What is the single best piece of advice you can give to a novelist trying commercialize his work by hiring a screenwriter? What mistakes can you help me avoid if I end up as Producer? Many thanks in advance!
What is the single best piece of advice you can give to a novelist trying commercialize his work by hiring a screenwriter? What mistakes can you help me avoid if I end up as Producer? Many thanks in advance!
Have a trust fund, and you get what you paid for. Want a top screenwriter to hire? The fee starts at $100,000.
2 people like this
Dan MaxXx Thank you for your feedback. I don't understand the first piece of advice and not sure I agree with the second piece. I've interviewed a dozen successful screenwriters (with multiple commercial projects including full length features) and none of them are asking anywhere near that fee. Even some WGA writers tell me they can go "off book" with WGA pay scale if they are writing for a screenplay that will be pitched to non-signatory companies and independent film-makers. According to them WGA tolerates these "one-off" gigs that often go on to be successful films.
1 person likes this
How much are you paying upfront? Give us a number$$$?
3 people like this
Most screenwriters are in the $10-25K range (with an upside if the work gets commercialized). However I'd like to return to my central question above and would love to hear from others on the "single best piece of advice" issue. Thanks.
5 people like this
Ian, Dan's point partly is, you get what you pay for. My best piece of advice is to understand this is a contact industry, and you are not on the inside. Period. That implies that those who will give you a cut rate are possibly just making a payday from you. As professionals they should still do good work of course. If you are hiring another writer, make sure you look at things from their viewpoint as a writer. What would YOU want and consider as a writer? Make sure, without fail, to have a proper agreement in writing that allows you to move forward with the script they produce without any problems.
6 people like this
"Screenwriting" world is frequently opposite of "Author" world in almost every aspect. If you're unaware of this, it will drive you crazy :)
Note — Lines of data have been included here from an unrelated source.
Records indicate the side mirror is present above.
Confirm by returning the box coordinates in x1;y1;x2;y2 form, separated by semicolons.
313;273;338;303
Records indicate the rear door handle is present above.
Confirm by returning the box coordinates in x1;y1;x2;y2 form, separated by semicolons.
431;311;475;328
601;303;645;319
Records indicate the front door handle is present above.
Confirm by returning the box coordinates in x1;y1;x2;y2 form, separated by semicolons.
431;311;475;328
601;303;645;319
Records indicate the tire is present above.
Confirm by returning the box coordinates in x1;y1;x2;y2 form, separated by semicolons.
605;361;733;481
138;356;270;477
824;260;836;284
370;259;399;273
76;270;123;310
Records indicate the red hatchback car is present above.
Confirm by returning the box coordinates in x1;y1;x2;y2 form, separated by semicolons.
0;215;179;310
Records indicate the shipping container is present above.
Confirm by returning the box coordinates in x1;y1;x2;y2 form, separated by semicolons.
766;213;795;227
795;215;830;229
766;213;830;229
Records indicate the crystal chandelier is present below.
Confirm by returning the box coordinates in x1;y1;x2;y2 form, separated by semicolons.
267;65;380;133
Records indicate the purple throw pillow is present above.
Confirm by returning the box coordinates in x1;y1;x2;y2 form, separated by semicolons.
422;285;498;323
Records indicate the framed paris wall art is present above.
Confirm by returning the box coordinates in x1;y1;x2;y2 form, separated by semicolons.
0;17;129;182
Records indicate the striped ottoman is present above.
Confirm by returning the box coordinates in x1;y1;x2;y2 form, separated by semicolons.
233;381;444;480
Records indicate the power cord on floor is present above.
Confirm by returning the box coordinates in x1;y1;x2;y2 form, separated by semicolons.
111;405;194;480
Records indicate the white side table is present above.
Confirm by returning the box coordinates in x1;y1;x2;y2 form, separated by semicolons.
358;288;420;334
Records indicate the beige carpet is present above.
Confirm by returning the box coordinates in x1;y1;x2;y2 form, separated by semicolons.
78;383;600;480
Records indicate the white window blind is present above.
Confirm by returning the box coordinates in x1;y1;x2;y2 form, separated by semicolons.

https://www.ghostwords.com/adapting-a-book-into-a-screenplay/
4 people like this
David Santo Soooo true. I like screenwriting because it is punchy and concise. Novel writing drones on and has sooooooooo many mundane details (can you tell my preference)....which are both equally challenging to do well.
Best advice? Maybe get with an agency that typically incurs the book rights then they'd find the best team suitable for your project.
3 people like this
So much good advice here - my 2 cents - know your "why" for taking that route and commit to the decision, whatever it may be. Good luck!